Assessment of Healthcare Resource Use
Resource use was assessed through an operating cost questionnaire (Supplementary Table 1) [18], which was completed by the principal investigator or a member of their study team once at each study site on initiation of the study (enrolment of the first patient). The questionnaire collected information on healthcare staff resource use required to administer ranibizumab and monitor outcomes, such as clinic type (e.g., one-stop and separate monitoring and injection clinics, defined as a two-stop clinic service), the length of time to deliver each clinic, the estimated time patients spent in clinic at each visit, and the staff resource use [including type (e.g., clinicians, administrative coordinators, healthcare assistants, etc.), post, NHS grade/band, roles in clinic, and time spent by staff in a clinic session] required to run the clinics. For the purposes of the questionnaire, a one-stop clinic service was defined as a service in which monitoring and investigations were conducted on the same day as ranibizumab was administered. A two-stop clinic service was defined as a visit where the monitoring and investigations occurred on separate days to the administration of ranibizumab.
Assessment of Clinical Outcomes
Clinical outcomes were measured using VA and CSRT. VA was assessed and manually converted on-site to ETDRS letters via a standard conversion chart [19], where applicable (VA data not provided in ETDRS letters were excluded from analyses). CSRT was measured by spectral domain optical coherence tomography.
Statistical Analysis
The overall target sample size for this study was set at 300 patients. The cut-off for the interim analyses was defined as 15 November 2016 or when 150 patients were enrolled, whichever occurred first. Assuming a standard deviation (SD) of 12.9 letters for the change in VA from baseline to 24 months [11], and conservatively assuming the same SD for the change in VA from baseline to 12 months, the expected width of a two-sided 95% confidence interval (CI) for 100 prior PRN and 50 anti-VEGF-naïve patients was calculated to be 5.0 and 7.2 letters, respectively.
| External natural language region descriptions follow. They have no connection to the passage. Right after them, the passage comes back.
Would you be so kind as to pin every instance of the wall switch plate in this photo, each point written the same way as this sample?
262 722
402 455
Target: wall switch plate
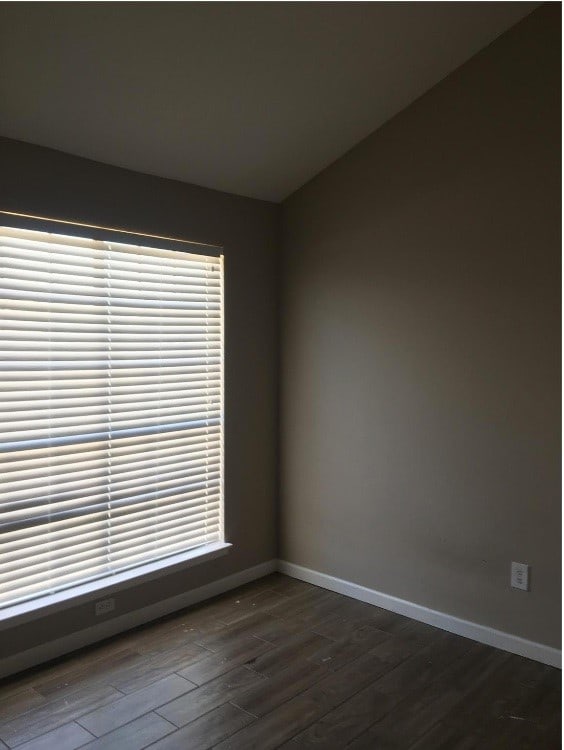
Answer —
520 576
104 606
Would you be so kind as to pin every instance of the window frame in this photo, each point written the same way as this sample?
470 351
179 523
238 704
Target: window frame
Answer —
82 593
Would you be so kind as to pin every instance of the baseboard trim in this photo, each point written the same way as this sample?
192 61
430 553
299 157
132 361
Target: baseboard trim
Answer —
481 633
53 649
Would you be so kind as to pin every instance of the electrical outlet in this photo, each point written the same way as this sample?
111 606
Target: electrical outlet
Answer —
520 576
104 606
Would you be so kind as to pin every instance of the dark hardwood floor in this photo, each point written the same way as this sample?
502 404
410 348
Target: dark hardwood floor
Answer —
282 664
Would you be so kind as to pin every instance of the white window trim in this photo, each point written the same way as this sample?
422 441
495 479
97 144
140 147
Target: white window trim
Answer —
41 607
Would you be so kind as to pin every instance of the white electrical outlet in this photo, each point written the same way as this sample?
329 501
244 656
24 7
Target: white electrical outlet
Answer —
520 576
104 606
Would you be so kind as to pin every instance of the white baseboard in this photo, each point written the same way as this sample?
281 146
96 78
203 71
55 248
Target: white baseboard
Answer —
98 632
481 633
88 636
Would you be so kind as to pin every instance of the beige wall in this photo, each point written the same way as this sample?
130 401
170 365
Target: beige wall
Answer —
420 347
48 183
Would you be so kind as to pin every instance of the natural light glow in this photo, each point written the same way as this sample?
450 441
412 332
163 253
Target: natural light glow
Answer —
111 397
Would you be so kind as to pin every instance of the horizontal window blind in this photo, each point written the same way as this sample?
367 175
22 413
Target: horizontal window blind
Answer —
111 403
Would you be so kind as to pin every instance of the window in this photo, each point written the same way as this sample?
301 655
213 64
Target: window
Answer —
111 406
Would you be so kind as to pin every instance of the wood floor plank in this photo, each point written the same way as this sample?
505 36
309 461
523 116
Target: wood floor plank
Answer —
207 731
214 665
291 651
514 681
136 735
223 689
54 713
68 737
444 737
150 668
273 729
99 671
346 721
132 706
12 705
290 717
281 663
337 653
264 697
417 713
261 602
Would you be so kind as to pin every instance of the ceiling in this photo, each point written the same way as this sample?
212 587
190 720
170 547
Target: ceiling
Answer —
251 98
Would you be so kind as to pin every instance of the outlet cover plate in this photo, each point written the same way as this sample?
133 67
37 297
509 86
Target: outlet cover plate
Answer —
520 576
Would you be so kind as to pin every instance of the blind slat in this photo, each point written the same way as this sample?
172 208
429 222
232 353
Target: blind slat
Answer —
111 396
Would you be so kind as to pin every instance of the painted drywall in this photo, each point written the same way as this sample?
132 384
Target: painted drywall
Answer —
420 411
48 183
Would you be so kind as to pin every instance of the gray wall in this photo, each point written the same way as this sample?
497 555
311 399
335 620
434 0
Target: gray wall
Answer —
48 183
420 347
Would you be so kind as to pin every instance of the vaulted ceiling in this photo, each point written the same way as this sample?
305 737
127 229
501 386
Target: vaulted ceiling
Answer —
251 98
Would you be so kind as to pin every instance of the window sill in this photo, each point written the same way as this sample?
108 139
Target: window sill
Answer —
18 614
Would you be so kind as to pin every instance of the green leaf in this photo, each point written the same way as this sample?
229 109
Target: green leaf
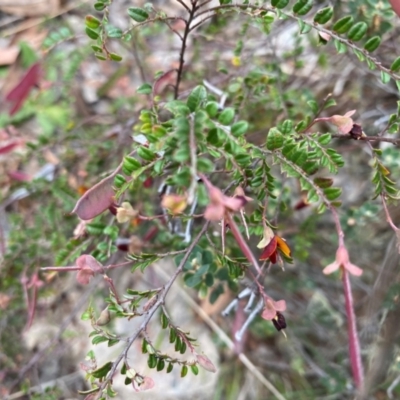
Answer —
332 193
119 181
195 369
138 14
91 33
99 6
205 165
372 44
172 335
313 105
130 164
226 116
92 22
344 24
323 183
184 371
181 154
196 97
395 65
340 47
146 88
302 7
239 128
275 139
287 126
279 3
112 342
357 31
113 31
360 55
145 153
385 77
323 15
97 49
102 371
183 348
115 57
304 27
212 108
99 339
243 159
371 65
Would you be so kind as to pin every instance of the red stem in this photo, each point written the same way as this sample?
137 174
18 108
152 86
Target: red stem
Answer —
354 344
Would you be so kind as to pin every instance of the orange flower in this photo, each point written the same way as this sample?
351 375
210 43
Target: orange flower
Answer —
126 212
272 244
342 261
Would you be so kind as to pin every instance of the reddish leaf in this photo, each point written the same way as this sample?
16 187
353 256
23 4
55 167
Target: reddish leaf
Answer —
20 92
19 176
96 200
269 250
9 147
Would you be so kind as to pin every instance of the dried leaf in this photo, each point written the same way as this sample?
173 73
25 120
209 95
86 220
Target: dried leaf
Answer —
206 363
21 91
96 200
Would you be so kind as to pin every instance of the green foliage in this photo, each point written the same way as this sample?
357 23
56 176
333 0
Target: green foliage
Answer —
256 132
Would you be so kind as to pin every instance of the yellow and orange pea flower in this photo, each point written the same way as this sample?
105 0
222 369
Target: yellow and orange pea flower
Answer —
273 245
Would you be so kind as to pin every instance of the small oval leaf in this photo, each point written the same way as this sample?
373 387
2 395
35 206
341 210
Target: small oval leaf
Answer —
357 31
323 15
279 3
395 65
302 7
372 44
344 24
138 14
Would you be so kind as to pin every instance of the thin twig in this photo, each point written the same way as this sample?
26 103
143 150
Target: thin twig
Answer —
183 47
228 342
367 138
193 161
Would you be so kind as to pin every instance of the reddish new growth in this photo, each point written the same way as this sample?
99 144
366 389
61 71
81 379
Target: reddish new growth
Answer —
273 312
271 245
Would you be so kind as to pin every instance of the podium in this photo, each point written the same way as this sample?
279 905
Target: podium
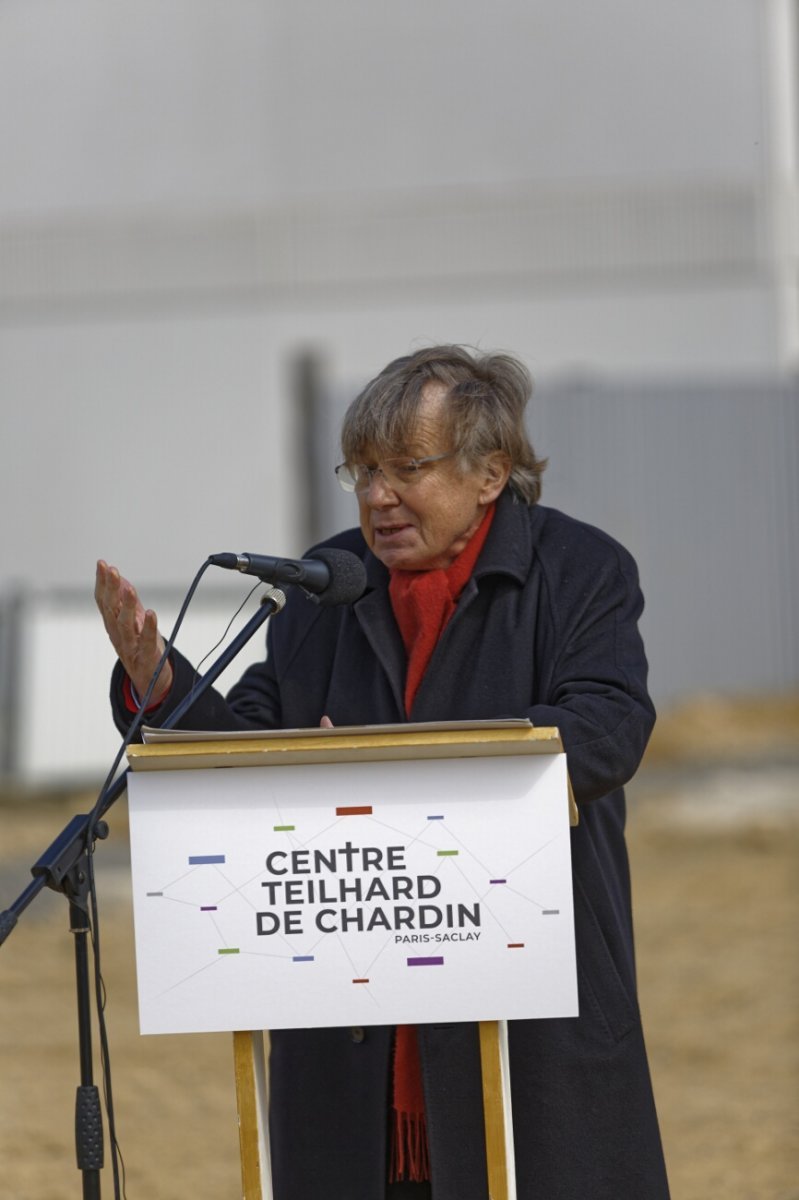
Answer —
352 876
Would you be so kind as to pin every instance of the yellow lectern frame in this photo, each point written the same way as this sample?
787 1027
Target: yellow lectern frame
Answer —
251 1048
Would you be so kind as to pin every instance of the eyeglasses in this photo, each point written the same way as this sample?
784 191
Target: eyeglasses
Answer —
397 473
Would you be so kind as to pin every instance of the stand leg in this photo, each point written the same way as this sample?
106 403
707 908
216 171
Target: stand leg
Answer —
497 1110
88 1113
252 1098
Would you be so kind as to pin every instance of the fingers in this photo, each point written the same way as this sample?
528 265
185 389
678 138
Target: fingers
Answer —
133 630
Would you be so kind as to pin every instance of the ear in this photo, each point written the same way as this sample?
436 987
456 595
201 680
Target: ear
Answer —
496 471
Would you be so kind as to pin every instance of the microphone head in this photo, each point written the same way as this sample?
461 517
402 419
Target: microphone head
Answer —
347 576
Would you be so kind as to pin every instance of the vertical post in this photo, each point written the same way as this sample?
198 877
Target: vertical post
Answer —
250 1057
497 1110
88 1115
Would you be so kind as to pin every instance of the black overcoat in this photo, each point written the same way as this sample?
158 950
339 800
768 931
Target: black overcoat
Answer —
547 629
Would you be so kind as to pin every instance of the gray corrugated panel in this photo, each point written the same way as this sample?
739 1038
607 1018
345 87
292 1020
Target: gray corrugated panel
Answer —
700 483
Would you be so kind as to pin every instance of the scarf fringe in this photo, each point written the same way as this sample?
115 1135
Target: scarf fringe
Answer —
409 1151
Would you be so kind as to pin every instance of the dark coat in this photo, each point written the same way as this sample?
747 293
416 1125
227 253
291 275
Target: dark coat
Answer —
546 629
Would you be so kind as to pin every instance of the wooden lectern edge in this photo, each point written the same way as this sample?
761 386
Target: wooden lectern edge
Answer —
298 748
376 747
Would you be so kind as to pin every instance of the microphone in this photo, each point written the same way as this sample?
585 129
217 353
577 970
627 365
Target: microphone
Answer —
331 576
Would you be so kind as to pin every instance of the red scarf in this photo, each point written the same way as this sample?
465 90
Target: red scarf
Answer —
422 604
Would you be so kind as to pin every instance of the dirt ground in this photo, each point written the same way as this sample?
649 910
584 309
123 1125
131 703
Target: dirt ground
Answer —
714 840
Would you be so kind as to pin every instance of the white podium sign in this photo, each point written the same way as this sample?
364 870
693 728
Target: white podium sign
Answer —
371 893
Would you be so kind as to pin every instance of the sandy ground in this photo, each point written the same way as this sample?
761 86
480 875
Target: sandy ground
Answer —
714 839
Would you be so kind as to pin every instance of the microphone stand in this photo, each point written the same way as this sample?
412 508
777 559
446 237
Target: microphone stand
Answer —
64 867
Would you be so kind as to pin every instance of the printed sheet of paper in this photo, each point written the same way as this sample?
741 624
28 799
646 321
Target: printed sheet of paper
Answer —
353 894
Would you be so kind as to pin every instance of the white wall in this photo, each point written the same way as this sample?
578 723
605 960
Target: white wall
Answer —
192 192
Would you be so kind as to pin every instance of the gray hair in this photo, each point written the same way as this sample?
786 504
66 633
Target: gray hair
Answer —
485 409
There were no adjustments made for multiple analyses, due to the descriptive nature of this study. All statistical analyses were performed in SAS software, Version 9.4 (SAS Institute, Cary, NC, USA). For patients with missing values or who withdrew from the study, no imputation was used. The p values and 95% CIs were calculated using a paired t test.
The full analysis set for the interim analysis consisted of all patients who were enrolled in the study and received at least one dose of ranibizumab treatment as part of a PRN or T&E regimen.